Oltre ai due arrestati, nella vicenda sono coinvolti anche D.G.M., 38enne di Vasto, e S.D. (41), sottoposti entrambi alla presentazione quotidiana ai carabinieri per l’obbligo di firma. I due saranno ascoltati dal giudice Fabrizio Pasquale il 22 luglio. Ad assisterli l'avvocato Raffaele Giacomucci.
Sono più di 20 i furti contestati ai quattro che, a detta degli investigatori, si erano specializzati nei raid nei luoghi di culto. Diversi gli offertori e i candelabri portati via e recuperati dai carabinieri insieme ad attrezzi di carpenteria per un valore di circa 30 mila euro. Il compito dei difensori non si presenta facile alla luce dei riscontri investigativi acquisiti dai carabinieri. La serie di furti è stata messa a segno fra settembre 2019 e febbraio 2020. Il lockdown ha fermato i raid. Numerose anche le abitazioni prese di mira, per lo più case periferiche di Vasto, San Salvo e Lanciano con annessi locali per i mezzi agricoli.

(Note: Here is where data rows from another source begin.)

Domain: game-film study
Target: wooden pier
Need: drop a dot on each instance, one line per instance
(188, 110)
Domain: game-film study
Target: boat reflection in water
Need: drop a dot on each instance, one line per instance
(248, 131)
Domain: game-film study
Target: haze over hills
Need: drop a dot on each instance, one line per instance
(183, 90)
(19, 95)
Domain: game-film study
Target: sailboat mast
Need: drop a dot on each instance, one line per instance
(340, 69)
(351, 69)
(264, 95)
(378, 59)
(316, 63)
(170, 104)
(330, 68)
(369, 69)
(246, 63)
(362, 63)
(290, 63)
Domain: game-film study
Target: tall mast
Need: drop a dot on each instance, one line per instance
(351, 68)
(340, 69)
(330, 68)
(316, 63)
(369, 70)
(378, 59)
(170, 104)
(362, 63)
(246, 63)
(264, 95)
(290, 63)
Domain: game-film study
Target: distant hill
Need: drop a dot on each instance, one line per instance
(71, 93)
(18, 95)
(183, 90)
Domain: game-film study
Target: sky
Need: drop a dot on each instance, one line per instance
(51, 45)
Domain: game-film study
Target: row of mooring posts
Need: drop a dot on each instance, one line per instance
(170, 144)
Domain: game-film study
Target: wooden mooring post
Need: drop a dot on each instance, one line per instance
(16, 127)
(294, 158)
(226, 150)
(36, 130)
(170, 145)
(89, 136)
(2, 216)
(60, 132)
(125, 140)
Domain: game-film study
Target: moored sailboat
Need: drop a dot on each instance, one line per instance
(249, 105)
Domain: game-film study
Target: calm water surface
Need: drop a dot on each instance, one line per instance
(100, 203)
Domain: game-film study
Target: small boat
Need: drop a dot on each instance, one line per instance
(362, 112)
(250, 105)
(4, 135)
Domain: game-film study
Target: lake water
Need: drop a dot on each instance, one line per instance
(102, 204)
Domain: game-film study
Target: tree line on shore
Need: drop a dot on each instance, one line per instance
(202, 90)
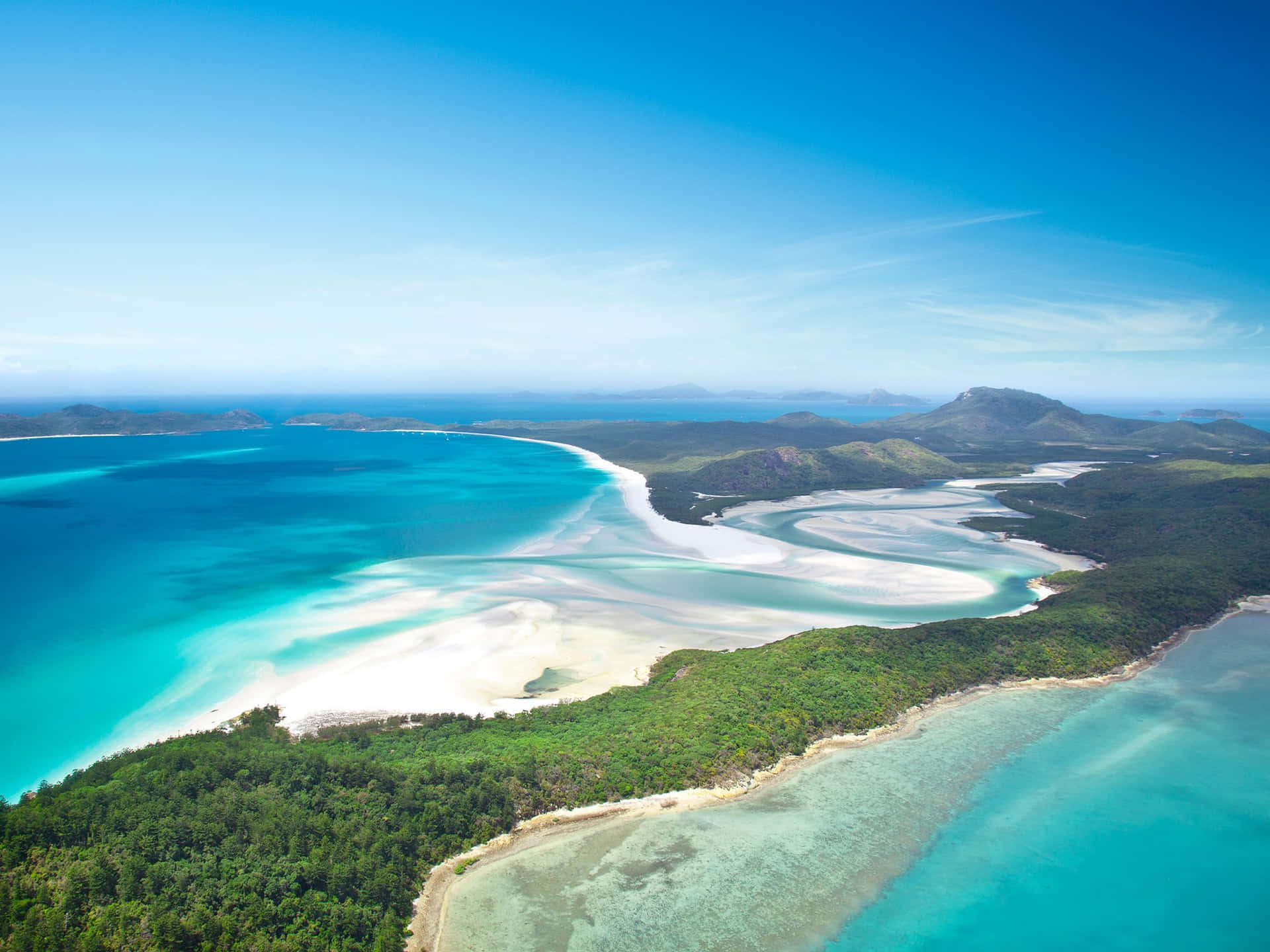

Durante i saccheggi i ladri hanno portato via costosi mezzi e attrezzi agricoli: scuotitori, motoseghe, compressori. Subito dopo aver compiuto il colpo, accantonavano la refurtiva in un luogo ritenuto da loro sicuro. Poi cercavano di rivenderli attraverso il web. Visto il prezzo concorrenziale, diverse vendite sono andate a buon fine.
I carabinieri stanno ora cercando di recuperare gli oggetti già venduti. Un’operazione affatto semplice. (p.c.)